Answer:
E = 1.14 x 10⁻¹⁵ J
T for H = 53 K = 326 ºC
T for Xe = 0.40 K
Step-by-step explanation:
The strategy here is to use the formula E = h c/λ for the first question.
h = plancks constant, 6.626 x 10⁻³⁴ Js
c = speed of light, 3 x 10⁸ m/s
λ = 0.175 nm = 0.175 nm x ( 1 m/ 10⁹ nm )= 1.75 x 10⁻¹⁰ m
Plugging the values:
E = 6.626 x 10⁻³⁴ Js x 3 x 10⁸ m/s / 1.75 x 10⁻¹⁰ m = 1.14 x 10⁻¹⁵ J
For the second part, we know that momentum p = h/ λ from De Broglies equation, and momentum is also mass times velocity.

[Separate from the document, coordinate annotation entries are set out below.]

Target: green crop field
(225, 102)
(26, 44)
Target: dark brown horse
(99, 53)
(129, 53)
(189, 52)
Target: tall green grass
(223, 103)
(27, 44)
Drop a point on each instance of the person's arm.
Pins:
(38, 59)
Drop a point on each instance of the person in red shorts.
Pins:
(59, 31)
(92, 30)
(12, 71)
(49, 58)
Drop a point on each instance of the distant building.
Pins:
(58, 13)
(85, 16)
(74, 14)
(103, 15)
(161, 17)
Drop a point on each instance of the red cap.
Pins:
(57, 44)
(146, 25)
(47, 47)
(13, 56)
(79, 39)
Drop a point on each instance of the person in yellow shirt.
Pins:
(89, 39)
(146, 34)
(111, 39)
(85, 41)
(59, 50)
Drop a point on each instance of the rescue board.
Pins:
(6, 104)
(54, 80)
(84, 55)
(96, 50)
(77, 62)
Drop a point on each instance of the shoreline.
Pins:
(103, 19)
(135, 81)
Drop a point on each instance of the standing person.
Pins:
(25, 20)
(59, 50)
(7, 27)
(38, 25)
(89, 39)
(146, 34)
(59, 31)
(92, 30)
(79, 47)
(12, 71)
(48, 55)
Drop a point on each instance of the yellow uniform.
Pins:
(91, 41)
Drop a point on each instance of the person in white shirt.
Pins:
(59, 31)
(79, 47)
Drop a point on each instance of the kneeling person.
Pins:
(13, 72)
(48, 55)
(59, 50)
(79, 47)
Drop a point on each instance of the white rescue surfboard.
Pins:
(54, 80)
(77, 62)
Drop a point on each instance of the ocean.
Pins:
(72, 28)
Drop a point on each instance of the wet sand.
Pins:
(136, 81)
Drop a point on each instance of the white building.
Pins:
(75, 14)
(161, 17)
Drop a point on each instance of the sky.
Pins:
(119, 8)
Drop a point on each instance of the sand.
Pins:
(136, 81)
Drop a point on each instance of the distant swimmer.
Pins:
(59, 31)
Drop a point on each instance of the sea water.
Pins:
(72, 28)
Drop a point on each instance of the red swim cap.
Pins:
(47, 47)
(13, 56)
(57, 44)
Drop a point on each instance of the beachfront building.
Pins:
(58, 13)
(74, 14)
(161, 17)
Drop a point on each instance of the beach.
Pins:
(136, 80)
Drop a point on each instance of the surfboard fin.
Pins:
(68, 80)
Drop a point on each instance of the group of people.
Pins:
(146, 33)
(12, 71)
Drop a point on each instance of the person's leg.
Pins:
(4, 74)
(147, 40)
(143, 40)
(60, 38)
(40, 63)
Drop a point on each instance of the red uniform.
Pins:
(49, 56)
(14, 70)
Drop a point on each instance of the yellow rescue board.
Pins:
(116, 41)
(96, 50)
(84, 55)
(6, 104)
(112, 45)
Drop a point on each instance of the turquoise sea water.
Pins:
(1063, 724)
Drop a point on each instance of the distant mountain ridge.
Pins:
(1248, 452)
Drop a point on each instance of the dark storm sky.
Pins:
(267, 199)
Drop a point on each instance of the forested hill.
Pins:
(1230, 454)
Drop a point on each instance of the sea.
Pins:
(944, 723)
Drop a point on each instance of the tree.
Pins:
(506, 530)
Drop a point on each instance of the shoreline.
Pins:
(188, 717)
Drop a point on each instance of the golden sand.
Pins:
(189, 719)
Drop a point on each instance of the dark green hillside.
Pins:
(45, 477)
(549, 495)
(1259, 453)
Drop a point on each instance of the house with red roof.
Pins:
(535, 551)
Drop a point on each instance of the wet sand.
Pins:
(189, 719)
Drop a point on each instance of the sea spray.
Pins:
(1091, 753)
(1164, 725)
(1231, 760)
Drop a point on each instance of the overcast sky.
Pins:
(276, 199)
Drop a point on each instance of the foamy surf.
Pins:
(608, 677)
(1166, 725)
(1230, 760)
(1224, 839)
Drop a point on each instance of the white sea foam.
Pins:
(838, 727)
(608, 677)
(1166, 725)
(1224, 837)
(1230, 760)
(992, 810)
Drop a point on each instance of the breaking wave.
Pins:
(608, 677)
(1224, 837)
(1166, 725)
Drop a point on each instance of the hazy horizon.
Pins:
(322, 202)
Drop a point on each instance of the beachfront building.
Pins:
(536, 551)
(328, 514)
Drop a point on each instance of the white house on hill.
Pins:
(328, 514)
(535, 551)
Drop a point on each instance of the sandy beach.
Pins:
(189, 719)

This velocity will be then used to calculate the gas temperature from the relation vrms = √3kT/m for H, Xe
For the typical value of 0.35 nm needed to resolve the diffraction, we have:
p= h / λ = 6.626 x 10⁻³⁴ Js/ /( 3.5 x 10⁻¹⁰ m) = [1.9 x 10⁻²⁴( Kg m/s² x m) s]/ m
= 1.9 x 10⁻²⁴ Kg m/s ( Joules has units of force x distance)
Now p = mv ⇒ v = p/m
The mass in this expression is the atomic mass of H and Xe
m H = 1 g/ 6.022 ²³ atoms = 1.66 x 10⁻²⁴ g x 1 Kg/1000 g = 1.66 x 10⁻²⁷ Kg
m Xe = 131.30 g/ 6.022 x 10²³ = 2.18 x 10⁻²² g x 1Kg/1000g = 2.18 x 10⁻²⁵ kg
v H = 1.9 x 10⁻²⁴ Kg m/s / 1.66 x 10⁻²⁷ Kg = 1144.6 m/s
v Xe = 1.9 x 10⁻²⁴ Kg m/s / 2.18 x 10⁻²⁵ kg = 8.7 m/s
and to solve for the temperature at which λ is 0.35 nm:
vrms = √( 3 kT / m ) ⇒ T = m vrms² / 3k where k = Boltzman constant,
1.38 x 10⁻²³ J/K
T for H = 1.66 x 10⁻²⁷ Kg x ( 1144.6 m/s )² / (3 x 1.38 x 10⁻²³ J/K)
= 53 K = ( 53 +273 K ) = 326 ºC
T for Xe = 2.18 x 10⁻²⁵ kg x ( 8.7 m/s )² / (3 x 1.38 x 10⁻²³ J/K)
= 0.40 K !!!!!!
Therefore Xe is not suitable at all to work the diffraction at such low temperature, almost zero. To make matters even worse for Xe its freezing point is -111.9 º C = ( -111.9 + 273 ) K = 161.1 K, so we would not even can has the monoatomic gas beam for Xe.